Le 19 décembre 2001, [S] [E], veuve [O], a fait donation à ses petites-filles, [X] [O] et [M] [O], de la pleine propriété de la moitié indivise d’une maison d’habitation sise à [Localité 10].
M. [P] [O] a par ailleurs été institué légataire universel par sa tante, Mme [C] [E], soeur de [S] [E].
Par ordonnance du 2 octobre 2019, le tribunal d’instance de Strasbourg a ordonné l’ouverture de la procédure de partage judiciaire de la succession de [S] [E].
Un procès-verbal de difficultés a été dressé le 2 mars 2023 par le notaire, en suite duquel Mmes [G] [D] et [H] [O] ont fait citer M. [P] [O], et son épouse Mme [H] [F], ainsi que leurs filles Mmes [M] [O] et [X] [O] devant le tribunal judiciaire de Strasbourg.
Ces derniers ont saisi le juge de la mise en état de conclusions d’irrecevabilité des demandes adverses.

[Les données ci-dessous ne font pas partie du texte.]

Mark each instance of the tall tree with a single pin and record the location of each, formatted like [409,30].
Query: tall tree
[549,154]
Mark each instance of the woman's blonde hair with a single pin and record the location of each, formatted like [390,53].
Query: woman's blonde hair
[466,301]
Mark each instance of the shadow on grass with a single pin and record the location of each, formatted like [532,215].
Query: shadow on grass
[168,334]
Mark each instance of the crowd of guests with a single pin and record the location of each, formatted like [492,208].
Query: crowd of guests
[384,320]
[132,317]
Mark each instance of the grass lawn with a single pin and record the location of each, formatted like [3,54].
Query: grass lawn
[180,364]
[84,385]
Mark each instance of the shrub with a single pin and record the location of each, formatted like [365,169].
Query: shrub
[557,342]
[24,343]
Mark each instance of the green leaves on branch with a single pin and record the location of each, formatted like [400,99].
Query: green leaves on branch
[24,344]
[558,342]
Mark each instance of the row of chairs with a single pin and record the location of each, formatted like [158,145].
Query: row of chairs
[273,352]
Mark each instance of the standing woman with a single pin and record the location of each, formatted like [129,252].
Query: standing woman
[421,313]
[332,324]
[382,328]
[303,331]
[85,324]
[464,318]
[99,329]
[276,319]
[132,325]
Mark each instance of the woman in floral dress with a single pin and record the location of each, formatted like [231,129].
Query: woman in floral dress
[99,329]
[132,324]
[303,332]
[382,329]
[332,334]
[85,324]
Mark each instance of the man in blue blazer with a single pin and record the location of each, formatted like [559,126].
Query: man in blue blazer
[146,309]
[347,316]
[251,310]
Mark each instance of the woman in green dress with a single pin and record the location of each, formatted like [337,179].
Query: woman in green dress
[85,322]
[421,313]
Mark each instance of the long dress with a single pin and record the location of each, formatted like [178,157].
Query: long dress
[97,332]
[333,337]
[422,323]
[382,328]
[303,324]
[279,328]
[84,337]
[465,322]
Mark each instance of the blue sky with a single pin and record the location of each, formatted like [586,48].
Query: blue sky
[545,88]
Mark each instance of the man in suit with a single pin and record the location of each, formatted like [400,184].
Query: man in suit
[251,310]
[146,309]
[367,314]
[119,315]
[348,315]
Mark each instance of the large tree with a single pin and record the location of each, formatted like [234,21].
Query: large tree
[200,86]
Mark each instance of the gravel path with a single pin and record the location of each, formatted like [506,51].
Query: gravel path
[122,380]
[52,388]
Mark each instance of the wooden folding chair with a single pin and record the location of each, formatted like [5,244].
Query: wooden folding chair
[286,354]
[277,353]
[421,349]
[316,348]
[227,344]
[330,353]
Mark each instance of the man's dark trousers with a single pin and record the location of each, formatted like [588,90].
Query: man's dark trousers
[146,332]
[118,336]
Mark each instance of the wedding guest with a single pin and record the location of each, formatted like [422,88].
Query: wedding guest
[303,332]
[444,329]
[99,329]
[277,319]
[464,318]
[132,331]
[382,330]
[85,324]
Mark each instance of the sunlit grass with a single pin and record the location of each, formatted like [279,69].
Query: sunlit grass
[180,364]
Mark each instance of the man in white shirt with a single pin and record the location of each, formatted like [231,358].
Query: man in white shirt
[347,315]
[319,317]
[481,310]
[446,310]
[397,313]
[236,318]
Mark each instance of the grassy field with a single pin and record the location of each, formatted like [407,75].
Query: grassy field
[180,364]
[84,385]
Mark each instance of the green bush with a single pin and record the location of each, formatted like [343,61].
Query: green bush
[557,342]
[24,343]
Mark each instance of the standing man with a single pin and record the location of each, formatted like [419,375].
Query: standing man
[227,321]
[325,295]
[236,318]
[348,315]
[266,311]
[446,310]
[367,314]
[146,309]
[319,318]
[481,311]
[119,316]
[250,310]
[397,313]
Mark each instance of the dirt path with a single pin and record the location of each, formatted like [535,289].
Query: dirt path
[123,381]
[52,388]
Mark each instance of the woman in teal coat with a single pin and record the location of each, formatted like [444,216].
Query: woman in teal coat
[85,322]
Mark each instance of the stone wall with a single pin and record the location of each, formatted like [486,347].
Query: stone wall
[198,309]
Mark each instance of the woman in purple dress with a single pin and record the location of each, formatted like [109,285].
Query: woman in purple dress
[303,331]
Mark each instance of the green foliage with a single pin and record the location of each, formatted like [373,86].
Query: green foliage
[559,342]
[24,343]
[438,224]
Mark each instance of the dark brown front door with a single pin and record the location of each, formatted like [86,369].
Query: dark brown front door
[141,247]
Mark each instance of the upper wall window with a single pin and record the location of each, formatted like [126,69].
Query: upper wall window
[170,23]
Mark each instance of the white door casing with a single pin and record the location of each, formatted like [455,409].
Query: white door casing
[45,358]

Par ordonnance du 12 décembre 2023, le juge de la mise en état a déclaré irrecevables les demandes de Mmes [D] et [O] par ailleurs présentées devant une juridiction incompétente pour en connaître tendant à ce que la liquidation et le partage de la succession de [S] [E] soient ordonnés judiciairement, ainsi que les demandes subséquentes relatives à la désignation du notaire et à ses pouvoirs ; dit que la chambre civile du tribunal judiciaire de Strasbourg n’est pas compétente pour connaître de la demande tendant à voir ordonner l’ouverture d’une procédure de partage judiciaire de la succession d'[I] [O] qui relève de la compétence exclusive du tribunal de proximité de Strasbourg saisi sur requête, et les a renvoyées en tant que de besoin, à mieux se pourvoir ; déclaré irrecevable la demande de Mmes [D] et [O], par ailleurs formée devant une juridiction incompétente pour en connaître, tendant à voir ordonner l’ouverture d’une procédure de partage judiciaire de la succession de [C] [E] ; condamné Mmes [G] [D] et [H] [O] au paiement d’une somme de 2 000 euros sur le fondement de l’article 700 du code de procédure civile ; réservé les dépens ; renvoyé l’affaire à une audience de mise en état en invitant les parties à conclure au fond.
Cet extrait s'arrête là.